Tal facto deveu-se, primeiro, porque importava, a quem promovia este esvaziamento de competências do sector público, que prestadores de serviços externos viessem em socorro do sector público. O número de processos sobre peculato justificam esta tese, porque os contratos nunca seriam obviamente "entregues" a outsiders); segundo, porque a manutenção destas empresas prestadoras de serviço dependia da inoperância "comprovada" da administração pública. Que o diga a dívida pública!

Referimo-nos a uma dada altura em que o minimamente exigível passou a ser uma carta dispensável e bastante reles para desmerecer a atenção política que se impunha nessa altura, quando o problema estava apenas na sua génese. Aliás, é fruto desta responsabilidade política que muitos desses protagonistas encontraram respaldo para levar a cabo uma série de manobras que culminariam numa selvajaria que levou o sector público aos níveis de insustentabilidade operacional.

Dizia-se que o exemplo vinha de cima, e o que vem de cima fazia e faz facilmente lei. De tal sorte que foi perante esse estado de coisas em que se perdeu de vista a necessidade de um balizamento por cima de um conjunto de matérias, sobretudo atinentes à esfera pública, onde uma geração de oportunistas, com alguma legitimação - não legitimidade ­- política, veio a tornar-se mais tarde em "justiceira da competência".

Em consequência disso, quadros com experiência e com capacidade técnica comprovada do sector público passaram a ser os potenciais alvos a abater, porque, por um lado, faziam sombra aos intentos dessa geração de oportunistas ou porque, por outro, importava desencorajá-los ou inibi-los, deixando-os sob ameaça de represálias, caso afrontassem os seus superiores hierárquicos.

Foi assim que o sector público passou a ser uma espécie de "mamadeira" de um conjunto de empresas, muitas das quais detidas por figuras com ligações aos titulares dos cargos públicos, e, outros casos ainda mais graves, como, por exemplo, no Kwando Kubango - aliás relatado por este jornal -, em que o titular da empresa é precisamente um dos governantes da província.

Nota assinalável é que muitos destes casos ocorreram numa fase em que já vigorava a Lei da Probidade.
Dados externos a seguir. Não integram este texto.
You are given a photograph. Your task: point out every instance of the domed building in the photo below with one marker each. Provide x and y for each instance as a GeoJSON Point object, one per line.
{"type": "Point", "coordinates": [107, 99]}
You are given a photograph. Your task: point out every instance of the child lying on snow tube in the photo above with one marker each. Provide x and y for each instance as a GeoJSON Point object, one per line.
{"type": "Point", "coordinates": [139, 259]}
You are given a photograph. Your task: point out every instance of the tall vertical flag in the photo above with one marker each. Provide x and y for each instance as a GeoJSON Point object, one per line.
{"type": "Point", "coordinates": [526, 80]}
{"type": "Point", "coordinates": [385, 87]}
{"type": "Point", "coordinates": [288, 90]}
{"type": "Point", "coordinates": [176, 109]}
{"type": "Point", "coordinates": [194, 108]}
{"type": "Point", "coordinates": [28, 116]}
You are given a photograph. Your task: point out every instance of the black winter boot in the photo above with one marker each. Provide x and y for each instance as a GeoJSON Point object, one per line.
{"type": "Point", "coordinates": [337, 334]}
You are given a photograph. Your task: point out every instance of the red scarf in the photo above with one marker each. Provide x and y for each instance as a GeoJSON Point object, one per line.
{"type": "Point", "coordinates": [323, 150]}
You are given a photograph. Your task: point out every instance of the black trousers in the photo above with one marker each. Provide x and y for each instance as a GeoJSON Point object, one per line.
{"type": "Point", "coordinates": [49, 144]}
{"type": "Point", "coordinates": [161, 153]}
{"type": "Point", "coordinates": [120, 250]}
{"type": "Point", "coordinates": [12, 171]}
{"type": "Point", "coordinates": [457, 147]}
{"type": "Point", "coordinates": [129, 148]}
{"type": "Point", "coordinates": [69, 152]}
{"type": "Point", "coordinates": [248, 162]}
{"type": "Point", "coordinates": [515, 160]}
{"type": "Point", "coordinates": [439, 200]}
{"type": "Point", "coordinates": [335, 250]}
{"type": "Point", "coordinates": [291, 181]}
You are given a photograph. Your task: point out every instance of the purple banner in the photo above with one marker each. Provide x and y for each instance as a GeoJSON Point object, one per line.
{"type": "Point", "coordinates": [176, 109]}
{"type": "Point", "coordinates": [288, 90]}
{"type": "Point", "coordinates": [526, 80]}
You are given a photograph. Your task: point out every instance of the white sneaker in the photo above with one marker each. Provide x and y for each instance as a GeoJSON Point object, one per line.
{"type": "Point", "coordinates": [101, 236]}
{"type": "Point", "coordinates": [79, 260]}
O que demonstra uma clara despreocupação com as consequências legais destes actos de gestão danosa. Daí que não é de estranhar que quando são tornados públicos uma série de descasos envolvendo a administração de instituições públicas se sinta uma certa indiferença, como se as consequências não nos atingisse a todos nós enquanto país.

Exige-se uma mudança de paradigma a nível da gestão política, mas há um bicho papão ainda pior: o cuidado que se deveria ter com a administração pública e não se tem. É preciso que se exija de qualquer servidor público níveis de excelência na administração da coisa pública. Não é possível que haja um conformismo por parte da administração desse sector, como até então se tem verificado. E mais: o sector público não tem demonstrado até aqui ter ao seu lado os melhores quadros do mercado. E isto não é porque os quadros não querem.

Na verdade, os quadros que prestam hoje um trabalho de excelência no sector privado - claro que as excepções existem e muitas - tiveram como ponto de partida alguma empresa pública cujo titular não foi capaz de potenciar a capacidade deste quadro, porque, por um lado, via nele uma ameaça, mesmo quando a confiança política era o melhor "activo" que qualquer um deles poderia ter para chegar ao topo da empresa.

Por mais mudanças que ocorram a nível das decisões políticas, há uma mudança necessária e que se reveste de um carácter urgente e inadiável: a valorização dos quadros angolanos do sector público. Isso implicaria que a nível desse sector não tivessem que lá estar a decidir os políticos, porque está mais do que provado que a experiência anterior esteve muitos furos abaixo. E uma das consequências mais sérias foi ver uma romaria para a porta de saída de muitos bons quadros para o sector privado. Por aqui, nunca vamos lá!